Livro "Fúria Santa" radiografa Cacilda Becker

VALMIR SANTOS
da Folha de S. Paulo

Gerações que nunca viram, mas sempre ouviram falar de Cacilda Becker (1921-69) ganham a primeira biografia de fôlego do mito do teatro brasileiro.

A mulher e a atriz são superpostas em "Cacilda Becker -°Fúria Santa", de Luís André do Prado. O livro da Geração Editorial será lançado no próximo dia 22, no Teatro Brasileiro de Comédia (TBC), palco que a acolheu em cerca de 30 anos de carreira.

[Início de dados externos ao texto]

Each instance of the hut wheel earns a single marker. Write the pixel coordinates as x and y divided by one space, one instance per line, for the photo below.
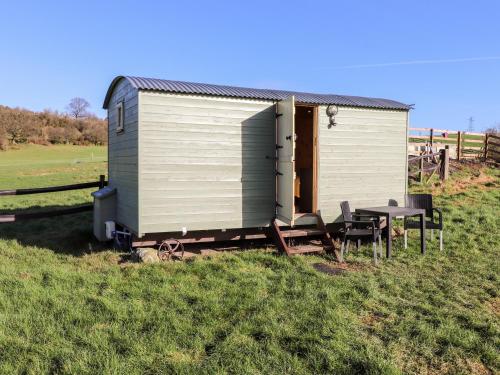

Foi no TBC, em 6 de maio de 1969, que Cacilda passou mal no intervalo de "Esperando Godot", de Samuel Beckett, montagem dirigida por Flávio Rangel. Contracenava, entre outros, com Walmor Chagas, de quem havia se separado há pouco.

"Fúria Santa" abre justamente com uma espécie de radiografia daquela tarde, uma matinê para estudantes secundaristas. "Estou tendo um derrame", dizia Cacilda Becker. Pedia analgésico para a forte dor de cabeça, mas não conseguiu retornar para o segundo ato. Aos 48 anos, a atriz deixou o teatro numa ambulância. Morreu após 39 dias de coma profundo.

"O Campos [administrador do TBC] entrou, pegou a Cacilda nos braços, e minha mãe saiu dali vestida de Estragon, aquela roupa toda rasgada do personagem, nos braços dele", recorda o filho Luiz Carlos Becker Fleury Martins, que estava no teatro. Trata-se de um dos depoimentos que perfazem cerca de 135 horas de fitas gravadas pelo autor.

"Esperando Godot" também surge emblematicamente no desfecho do livro. Entre a "espera" e a "chegada", estão 19 capítulos que moldam a biografada.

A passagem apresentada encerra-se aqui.